More scrutiny of EPA water rule

More scrutiny of EPA water rule

House subcommittee hears impact of proposed water rule as many call for EPA to withdraw it entirely.

CONCERNS persist over the proposed rule from the Environmental Protection Agency and U.S. Army Corps of Engineers defining "waters of the United States."

The House Small Business Committee held a hearing May 29 on the rule's impact on small businesses. Chairman Sam Graves (R., Mo.) said the rule, as currently drafted, could extend the regulatory reach of the Clean Water Act to thousands of small streams, ditches, ponds and other isolate waters, some of which may have little or no connection to traditionally navigable waters.

"The agencies claim that the proposed rule will increase clarity as to which waters are subject to Clean Water Act jurisdiction," Graves said. "However, this proposed rule creates more confusion, not less. Terms like 'neighboring,' 'floodplain,' 'riparian area,' 'tributary' and 'significant nexus' are vaguely defined and fail to clarify where Clean Water Act jurisdiction will end."

Jack Field, a cattle rancher from Yakima, Wash., and executive vice president of the Washington Cattlemen's Assn., testified that he believes the proposed rule has the potential to affect every aspect of his operation and dictate land use activities.

He added that he feels confident in saying he believes the rule will actually have a "detrimental impact on water quality" because it will discourage ranchers from implementing conservation practices that are designed to protect water quality.

The National Cattlemen's Beef Assn. believes increased liability will chill landowner participation in conservation activities by making the Natural Resources Conservation Service (NRCS) a regulatory compliance agency.

Field testified that the EPA/Corps interpretive rule would make NRCS standards mandatory for all conservation activities, regardless of whether they are voluntary or cost-shared.

Field said if he had been required to follow NRCS standards to put up a fence in a pasture, his costs would have jumped from $1,400 to $1,700 because his cost-share project did not meet the required NRCS specifications. While $300 doesn't seem like much of a difference, he said spread over hundreds of acres, it can really add up.

 

Effects underestimated

Graves said while this proposed rule clearly will have significant consequences for small businesses, EPA and the Corps failed to assess those impacts.

"Had the agencies conducted outreach to and gotten input from small businesses, as required by the Regulatory Flexibility Act, perhaps they would have identified and fixed some of the problems with the rule before it was proposed," he said.

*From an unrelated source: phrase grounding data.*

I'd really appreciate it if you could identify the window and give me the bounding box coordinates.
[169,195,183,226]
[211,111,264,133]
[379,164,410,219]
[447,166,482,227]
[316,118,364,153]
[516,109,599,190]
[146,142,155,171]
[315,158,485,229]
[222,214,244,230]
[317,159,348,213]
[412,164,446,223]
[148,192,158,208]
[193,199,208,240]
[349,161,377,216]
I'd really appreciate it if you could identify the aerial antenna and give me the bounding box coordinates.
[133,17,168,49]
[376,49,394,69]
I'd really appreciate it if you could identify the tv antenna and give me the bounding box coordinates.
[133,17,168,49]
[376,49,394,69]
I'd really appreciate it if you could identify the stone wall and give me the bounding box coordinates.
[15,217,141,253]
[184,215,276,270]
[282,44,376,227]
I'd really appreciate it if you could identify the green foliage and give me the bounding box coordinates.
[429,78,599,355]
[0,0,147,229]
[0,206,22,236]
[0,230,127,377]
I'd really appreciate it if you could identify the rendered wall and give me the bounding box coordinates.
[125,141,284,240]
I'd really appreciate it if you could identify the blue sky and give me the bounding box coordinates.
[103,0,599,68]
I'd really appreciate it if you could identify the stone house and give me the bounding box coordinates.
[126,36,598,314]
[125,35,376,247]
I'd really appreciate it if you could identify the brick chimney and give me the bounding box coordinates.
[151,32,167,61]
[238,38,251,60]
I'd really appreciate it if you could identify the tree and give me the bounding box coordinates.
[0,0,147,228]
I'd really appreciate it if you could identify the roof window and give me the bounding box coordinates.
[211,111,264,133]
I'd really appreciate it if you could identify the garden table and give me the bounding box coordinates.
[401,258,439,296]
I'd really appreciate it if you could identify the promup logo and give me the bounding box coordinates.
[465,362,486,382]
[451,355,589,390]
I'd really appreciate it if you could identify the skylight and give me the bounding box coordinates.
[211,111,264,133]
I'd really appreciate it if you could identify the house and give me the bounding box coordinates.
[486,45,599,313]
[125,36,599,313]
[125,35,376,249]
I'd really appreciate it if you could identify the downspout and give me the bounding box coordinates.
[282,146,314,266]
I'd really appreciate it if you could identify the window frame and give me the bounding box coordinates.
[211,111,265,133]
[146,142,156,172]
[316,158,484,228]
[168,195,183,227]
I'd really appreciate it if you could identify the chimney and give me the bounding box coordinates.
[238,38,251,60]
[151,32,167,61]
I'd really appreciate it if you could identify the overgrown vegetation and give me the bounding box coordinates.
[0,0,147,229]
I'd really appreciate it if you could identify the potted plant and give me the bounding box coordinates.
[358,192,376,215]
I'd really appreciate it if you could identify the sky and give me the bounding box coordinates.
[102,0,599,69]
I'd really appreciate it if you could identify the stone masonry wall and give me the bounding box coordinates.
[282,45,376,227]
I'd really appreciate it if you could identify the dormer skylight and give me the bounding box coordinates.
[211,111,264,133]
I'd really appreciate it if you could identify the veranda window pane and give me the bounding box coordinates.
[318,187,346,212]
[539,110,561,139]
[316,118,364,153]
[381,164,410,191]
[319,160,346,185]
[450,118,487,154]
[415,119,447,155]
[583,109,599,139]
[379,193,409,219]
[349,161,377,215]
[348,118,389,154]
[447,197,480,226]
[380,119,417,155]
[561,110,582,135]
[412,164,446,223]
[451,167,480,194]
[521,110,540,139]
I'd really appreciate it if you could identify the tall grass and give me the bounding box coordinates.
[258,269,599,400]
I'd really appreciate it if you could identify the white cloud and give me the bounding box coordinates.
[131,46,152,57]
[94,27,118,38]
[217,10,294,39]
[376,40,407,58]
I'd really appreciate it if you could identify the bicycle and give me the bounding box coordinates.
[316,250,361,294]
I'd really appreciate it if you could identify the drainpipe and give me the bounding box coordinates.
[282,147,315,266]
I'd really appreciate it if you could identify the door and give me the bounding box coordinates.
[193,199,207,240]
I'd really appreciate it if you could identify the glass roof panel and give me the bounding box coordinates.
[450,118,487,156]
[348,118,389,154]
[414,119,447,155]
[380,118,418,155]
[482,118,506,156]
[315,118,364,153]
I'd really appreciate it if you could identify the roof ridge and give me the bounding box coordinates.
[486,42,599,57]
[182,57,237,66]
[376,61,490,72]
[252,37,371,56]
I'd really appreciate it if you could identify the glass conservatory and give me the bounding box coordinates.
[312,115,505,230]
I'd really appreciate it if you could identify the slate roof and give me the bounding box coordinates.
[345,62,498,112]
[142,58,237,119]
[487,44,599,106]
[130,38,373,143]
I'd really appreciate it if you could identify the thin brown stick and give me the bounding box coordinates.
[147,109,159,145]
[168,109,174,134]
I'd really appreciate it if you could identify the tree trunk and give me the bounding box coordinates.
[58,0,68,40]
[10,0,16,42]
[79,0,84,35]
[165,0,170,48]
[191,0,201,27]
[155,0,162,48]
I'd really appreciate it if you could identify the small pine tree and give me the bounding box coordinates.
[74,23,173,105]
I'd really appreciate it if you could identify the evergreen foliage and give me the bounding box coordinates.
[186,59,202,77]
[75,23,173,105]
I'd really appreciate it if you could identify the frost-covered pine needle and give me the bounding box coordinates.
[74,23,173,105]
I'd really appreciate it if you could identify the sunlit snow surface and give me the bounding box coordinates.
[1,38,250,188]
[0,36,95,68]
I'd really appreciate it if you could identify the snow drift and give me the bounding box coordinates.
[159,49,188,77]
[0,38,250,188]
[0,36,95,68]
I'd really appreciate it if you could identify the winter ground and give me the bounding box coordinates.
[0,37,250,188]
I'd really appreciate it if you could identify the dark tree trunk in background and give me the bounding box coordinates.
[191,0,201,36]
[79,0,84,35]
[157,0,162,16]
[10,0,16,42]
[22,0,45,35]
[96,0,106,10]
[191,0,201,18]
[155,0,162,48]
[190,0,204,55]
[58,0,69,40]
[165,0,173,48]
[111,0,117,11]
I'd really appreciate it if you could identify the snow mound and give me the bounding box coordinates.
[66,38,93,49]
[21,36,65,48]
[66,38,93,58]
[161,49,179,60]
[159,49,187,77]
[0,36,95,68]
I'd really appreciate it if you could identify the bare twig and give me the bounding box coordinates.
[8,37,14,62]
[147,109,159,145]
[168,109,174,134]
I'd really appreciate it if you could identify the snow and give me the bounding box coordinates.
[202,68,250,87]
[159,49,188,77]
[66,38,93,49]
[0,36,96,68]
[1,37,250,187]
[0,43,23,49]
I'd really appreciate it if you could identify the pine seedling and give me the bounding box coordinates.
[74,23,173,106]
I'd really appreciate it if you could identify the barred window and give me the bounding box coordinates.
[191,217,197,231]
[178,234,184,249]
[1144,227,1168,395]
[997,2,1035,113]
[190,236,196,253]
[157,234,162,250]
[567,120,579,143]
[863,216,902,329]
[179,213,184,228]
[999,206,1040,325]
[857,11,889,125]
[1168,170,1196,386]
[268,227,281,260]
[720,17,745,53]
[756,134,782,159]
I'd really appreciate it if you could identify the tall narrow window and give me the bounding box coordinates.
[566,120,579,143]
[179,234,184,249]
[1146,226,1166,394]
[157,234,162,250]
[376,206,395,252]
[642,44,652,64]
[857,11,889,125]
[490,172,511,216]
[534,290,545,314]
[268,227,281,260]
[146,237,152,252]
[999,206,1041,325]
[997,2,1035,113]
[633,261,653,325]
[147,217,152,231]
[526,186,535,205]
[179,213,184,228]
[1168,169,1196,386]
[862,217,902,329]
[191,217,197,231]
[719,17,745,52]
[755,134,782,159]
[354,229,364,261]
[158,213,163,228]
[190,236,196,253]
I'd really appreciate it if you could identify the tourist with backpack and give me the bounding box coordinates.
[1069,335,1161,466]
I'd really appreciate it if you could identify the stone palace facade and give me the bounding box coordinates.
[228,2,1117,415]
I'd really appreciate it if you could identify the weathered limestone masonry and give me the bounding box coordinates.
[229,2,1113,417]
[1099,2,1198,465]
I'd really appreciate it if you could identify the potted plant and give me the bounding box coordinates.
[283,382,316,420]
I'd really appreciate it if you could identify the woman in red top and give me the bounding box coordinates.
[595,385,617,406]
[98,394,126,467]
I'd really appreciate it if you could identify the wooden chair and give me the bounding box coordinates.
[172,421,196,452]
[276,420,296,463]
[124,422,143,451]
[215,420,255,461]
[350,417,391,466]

Field testified that despite what EPA is saying, the agency "did not have a meaningful dialogue with the small business community as a whole," and it is "appalling the agencies could assert that this regulation will not have a 'significant economic impact on a substantial number of small entities.'"

On behalf of the Waters Advocacy Council, University of California-Berkeley economist David Sunding presented a new analysis that documents how EPA excluded costs, underrepresented jurisdictional areas and used flawed methods to arrive at much lower economic costs for the proposed rule.

Sunding's analysis also notes that the lack of transparency in the report makes it difficult to understand or replicate EPA's calculations, examine the agency's assumptions or understand discrepancies in its results.

Sunding concluded that the errors in EPA's analysis are so extensive as to render it useless for determining the true costs of the rule.

On June 4, Sen. Mike Johanns (R., Neb.) took to the Senate floor to urge EPA to withdraw the proposal, saying there's still an opportunity to pull the rule and admit that the agency went too far.

Johanns said if EPA Administrator Gina McCarthy "is serious about having a relationship with ag producers, it would send a powerful signal to withdraw from this misguided approach. Call a timeout, and mean it when you say you want to listen."

 

More time

More than 70 food and agriculture stakeholder groups sent a letter to EPA, the Corps and the U.S. Department of Agriculture requesting more time to comment on EPA's proposed interpretive rule on waters of the U.S.

The organizations are asking for an additional 90 days beyond the July 21 deadline to submit comments on the proposed rule, or 90 days after EPA releases its "Connectivity Report," which is supposed to serve as the scientific basis for any expansion of Clean Water Act jurisdiction.

The June 5 deadline to submit comments on the interpretive rule regarding accepted conservation practices has been extended to July 7.